I was just reading a bunch of blogs and realized that I am the only one that doesn’t really keep up with my own.
Last night I learned that people actually do check to see what I’m saying, and when I password protect things, it bothers them. So I changed what I said in the blog and took off the password… trickytricktricky
It’s pretty outstanding the people that I have surrouned myself with. Pastor Steve said that this year is the year where our friends will determine where we go. And that is so true. I sort of caught onto that before I decided to come back to North Carolina. My friends were poisoning me. My family was poisoning me, and I was becoming just like them. I was surrounded by people who, not only, weren’t going anywhere, but didn’t want me to go anywhere.

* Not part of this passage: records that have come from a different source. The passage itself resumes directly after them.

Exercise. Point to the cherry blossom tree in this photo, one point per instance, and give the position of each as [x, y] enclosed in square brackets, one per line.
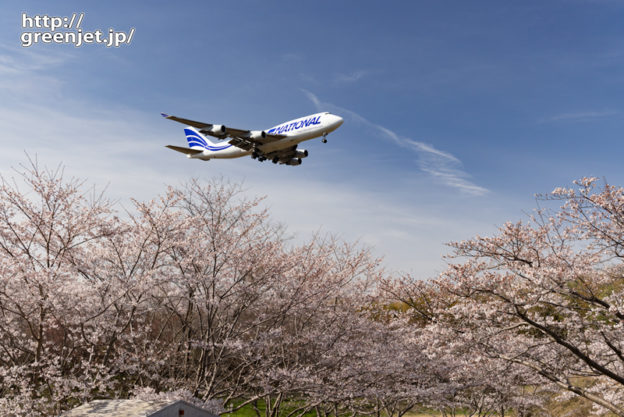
[547, 295]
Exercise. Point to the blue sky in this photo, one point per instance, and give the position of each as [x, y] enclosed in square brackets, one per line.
[456, 113]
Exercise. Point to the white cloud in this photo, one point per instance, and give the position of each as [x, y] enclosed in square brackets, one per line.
[351, 77]
[441, 165]
[585, 116]
[122, 149]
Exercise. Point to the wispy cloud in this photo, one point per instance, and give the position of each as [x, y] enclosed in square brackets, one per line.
[441, 165]
[351, 77]
[585, 116]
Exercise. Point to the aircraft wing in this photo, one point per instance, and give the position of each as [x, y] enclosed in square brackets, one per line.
[187, 151]
[244, 139]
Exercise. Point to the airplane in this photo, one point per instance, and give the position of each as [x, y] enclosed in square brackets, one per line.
[277, 144]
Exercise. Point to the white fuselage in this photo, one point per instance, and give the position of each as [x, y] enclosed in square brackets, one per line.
[296, 131]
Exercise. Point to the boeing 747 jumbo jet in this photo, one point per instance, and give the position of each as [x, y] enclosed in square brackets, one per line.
[278, 144]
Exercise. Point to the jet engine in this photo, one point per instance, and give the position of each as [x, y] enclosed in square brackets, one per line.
[301, 153]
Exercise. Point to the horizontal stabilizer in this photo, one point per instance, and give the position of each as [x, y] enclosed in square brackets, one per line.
[187, 151]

I love them, and I miss them, but I can’t be around them.
And that is really hard for me to explain to them. They don’t see themselves as poison, because it’s all they know. And for me to tell them that… “who do you think you are?” It’s great.
So I was wondering…
What is the answer? I know that we are supposed to pray for our loved ones to come to Christ, but there has to be something more. I don’t want to see my family suffer. I want them to have joy, and I want to have that joy myself without getting bumbed out that they’re miserable and I’m not.

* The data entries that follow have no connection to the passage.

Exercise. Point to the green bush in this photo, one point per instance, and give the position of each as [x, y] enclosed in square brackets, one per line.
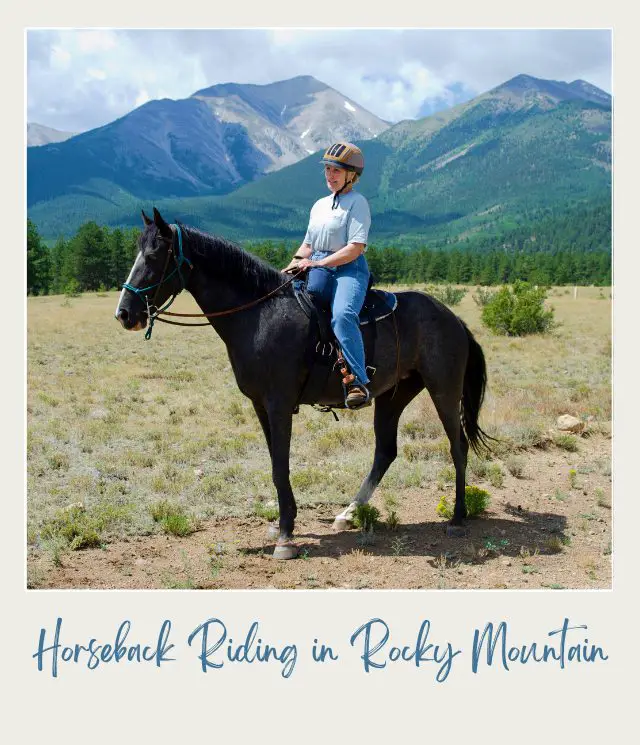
[366, 517]
[447, 294]
[483, 296]
[476, 499]
[518, 310]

I don’t know if any of you were around a few years ago during prayer when we all wrote down the loved ones that we were praying for salvations. My list could have gone on forever, but there were a few that were on there by name rathe than just “family, or friends” These papers have been taken down since I came back, but while I was here visiting I went to the list and I had to cross off a name. And there was no joy in it. I had to take off the name of one of my best friends because he killed himself. There is no easy way to say that.
It seems to me that I’m either getting too old, and know too many people who are dead or dying, or something else is going on. There was a common link to them, and I don’t want to climb into the same boat with them.

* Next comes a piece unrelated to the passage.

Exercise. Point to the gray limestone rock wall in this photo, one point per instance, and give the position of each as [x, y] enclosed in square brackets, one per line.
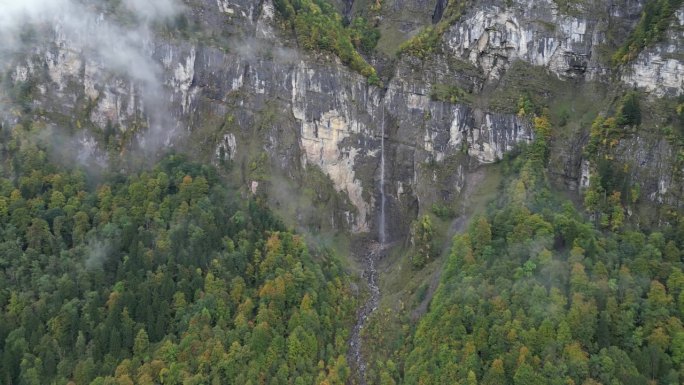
[310, 111]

All of them died because of some sort of heart defect. Whether it was their physical heart giving up, or their emotional heart giving up. And the scary part of it all is that mine has been hurting so badly. Physically and emotionally. Oh, no! (deletion of words that could be harmful to others.)
I have had to overcome a lot of things lately, and I know that God is still working on some things. My 4th Dimension is flooded with God’s Angels doing what needs to be done. I have so many testimonies about this “season” of my life, but I have to save them until I get through it, and I will get through it.
So I have decided to do some pretty drastic things. I’m going to shave my head and sell all of my posessions and move into a commune. I found one listed on Craigslist.
No, not really. (there really is one listed, but I’m not going there)
Here’s what’s going to happen.
I haven’t completely figured it out. So I’ll end.